WASHINGTON, Jan 20 – US intelligence forces were Tuesday probing information about a "potential threat on inauguration day," but Homeland Security officials said they were uncertain whether it was credible.
"The FBI, the Department of Homeland Security (including the USSS) and the intelligence community are coordinating with other law enforcement authorities to investigate and analyze recently received information about a potential threat on inauguration day," Homeland Security spokesman Russ Knocke said.
But he added as Barack Obama prepared to be sworn in as the nation’s 44th president: "This information is of limited specificity and uncertain credibility."

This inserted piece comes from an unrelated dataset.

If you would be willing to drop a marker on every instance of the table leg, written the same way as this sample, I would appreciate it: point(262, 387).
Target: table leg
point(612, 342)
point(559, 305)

According to local radio station WTOP, security services had received a tipoff late Monday of a potential threat to Tuesday’s ceremonies from a Somali group called the al-Shabab.
The group, which is said to have a cell in the United States, has been classified by the US government as a terrorist organization.
WTOP said the FBI recently confirmed that some Somalis living in the United States had returned home for training by the group.
"Authorities at all levels are vigorously pursuing any lead relating to this threat information," Knocke said, adding that Obama’s transition team had been briefed.
A tight security blanket has been thrown over the US capital for Tuesday’s historic inauguration with more than 12,500 active troops and military reservists and thousands of metropolitan police patrolling the streets.
"As we have previously said, inauguration events could present an attractive target due to the large public gatherings and participation of many dignitaries," Knocke said.
"Authorities are constantly reviewing security measures in light of this threat information, as we would with any threat information," he added.